Assuming that your tables of interest have (or can be augmented with) a unique, indexed, sequential key, then you will get much much better value out of simply issuing SELECT ... FROM table ... WHERE key > :last_max_key with output to a file, where last_max_key is the last key value from the last extraction (0 if first extraction.) This incremental, decoupled approach avoids introducing trigger latency in the insertion datapath (be it custom triggers or modified Slony), and depending on your setup could scale better with number of CPUs etc. (However, if you also have to track UPDATEs, and the sequential key was added by you, then your UPDATE statements should SET the key column to NULL so it gets a new value and gets picked by the next extraction. You would not be able to track DELETEs without a trigger.) Is this what you had in mind when you mentioned Talend?
I would not use the logging facility unless you cannot implement the solution above; logging most likely involves locking overhead to ensure log lines are written sequentially and do not overlap/overwrite each other when multiple backends write to the log (check the Postgres source.) The locking overhead may not be catastrophic, but you can do without it if you can use the incremental SELECT alternative. Moreover, statement logging would drown out any useful WARNING or ERROR messages, and the parsing itself will not be instantaneous.

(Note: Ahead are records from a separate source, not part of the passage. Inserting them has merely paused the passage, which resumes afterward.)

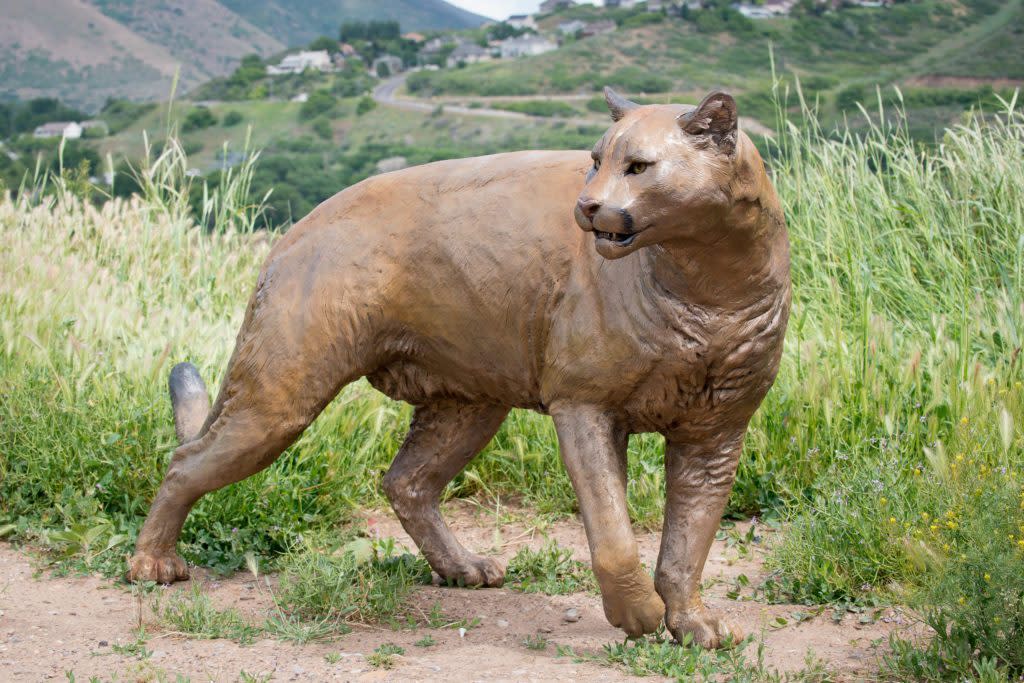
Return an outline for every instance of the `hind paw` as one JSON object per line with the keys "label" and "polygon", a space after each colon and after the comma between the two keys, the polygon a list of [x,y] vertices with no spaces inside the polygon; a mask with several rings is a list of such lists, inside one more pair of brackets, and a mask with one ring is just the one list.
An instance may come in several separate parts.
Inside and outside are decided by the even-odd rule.
{"label": "hind paw", "polygon": [[188,578],[188,565],[173,551],[170,553],[138,552],[128,560],[129,581],[174,583]]}

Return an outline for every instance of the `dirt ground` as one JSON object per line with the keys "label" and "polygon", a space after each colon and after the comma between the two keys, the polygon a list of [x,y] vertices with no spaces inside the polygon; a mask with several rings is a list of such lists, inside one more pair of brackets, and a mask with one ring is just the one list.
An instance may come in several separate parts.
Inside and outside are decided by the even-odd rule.
{"label": "dirt ground", "polygon": [[[526,514],[495,516],[493,511],[468,505],[449,509],[447,517],[468,547],[504,561],[523,545],[539,547],[554,538],[572,548],[578,559],[589,562],[583,528],[575,520],[537,528],[524,523],[529,520]],[[399,544],[414,547],[390,513],[369,513],[366,521],[371,534],[393,536]],[[873,623],[860,623],[856,614],[837,622],[830,610],[824,610],[799,620],[793,618],[794,613],[811,610],[727,598],[725,593],[738,575],[745,574],[756,584],[764,574],[765,546],[775,534],[763,527],[758,530],[762,542],[749,544],[745,557],[735,544],[716,541],[704,570],[709,607],[727,614],[747,633],[763,638],[769,668],[799,670],[811,651],[838,680],[870,677],[877,669],[879,645],[894,629],[910,628],[908,616],[886,610]],[[653,566],[659,534],[640,533],[638,540],[644,561]],[[24,550],[0,543],[0,681],[63,681],[69,679],[67,672],[74,672],[77,681],[92,676],[104,681],[185,677],[234,681],[243,671],[256,680],[275,681],[634,680],[618,668],[557,656],[556,645],[569,646],[576,653],[599,653],[603,645],[622,641],[623,634],[605,621],[600,598],[588,594],[545,596],[505,588],[423,586],[417,589],[414,603],[424,614],[440,603],[444,614],[478,619],[479,625],[464,634],[451,628],[393,631],[357,626],[329,643],[297,646],[268,639],[243,646],[167,633],[154,623],[148,604],[140,604],[124,585],[91,576],[52,578],[37,567],[38,562]],[[239,573],[218,579],[196,570],[193,581],[219,606],[235,606],[256,623],[262,622],[272,607],[272,577],[268,582],[267,577],[257,580]],[[158,590],[188,589],[190,583]],[[578,610],[578,621],[564,619],[569,608]],[[149,634],[146,649],[152,654],[140,660],[115,653],[113,646],[135,640],[140,615]],[[787,623],[781,625],[779,617]],[[428,633],[436,645],[413,645]],[[549,641],[542,651],[524,645],[527,637],[537,634]],[[366,659],[384,643],[405,648],[390,670],[376,669]],[[755,656],[754,649],[749,648],[748,657]]]}

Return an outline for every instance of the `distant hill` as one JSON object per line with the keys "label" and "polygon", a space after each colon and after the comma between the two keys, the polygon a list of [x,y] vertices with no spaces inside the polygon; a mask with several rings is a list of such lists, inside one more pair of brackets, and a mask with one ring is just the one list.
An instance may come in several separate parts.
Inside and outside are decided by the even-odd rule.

Unless you are willing to parse WALs (including transaction state tracking, and being ready to rewrite the code everytime you upgrade Postgres) I would not necessarily use the WALs either -- that is, unless you have the extra hardware available, in which case you could ship WALs to another machine for extraction (on the second machine you can use triggers shamelessly -- or even statement logging -- since whatever happens there does not affect INSERT/UPDATE/DELETE performance on the primary machine.) Note that performance-wise (on the primary machine), unless you can write the logs to a SAN, you'd get a comparable performance hit (in terms of thrashing filesystem cache, mostly) from shipping WALs to a different machine as from running the incremental SELECT.
if you can think of a 'checksum table' that contains only the id's and the 'checksum' you can not only do a quick select of the new records but also the changed and deleted records.
the checksum could be a crc32 checksum function you like.
The new ON CONFLICT clause in PostgreSQL has changed the way I do many updates. I pull the new data (based on a row_update_timestamp) into a temp table then in one SQL statement INSERT into the target table with ON CONFLICT UPDATE. If your target table is partitioned then you need to jump through a couple of hoops (i.e. hit the partition table directly). The ETL can happen as you load the the Temp table (most likely) or in the ON CONFLICT SQL (if trivial). Compared to to other "UPSERT" systems (Update, insert if zero rows etc.) this shows a huge speed improvement. In our particular DW environment we don't need/want to accommodate DELETEs. Check out the ON CONFLICT docs - it gives Oracle's MERGE a run for it's money!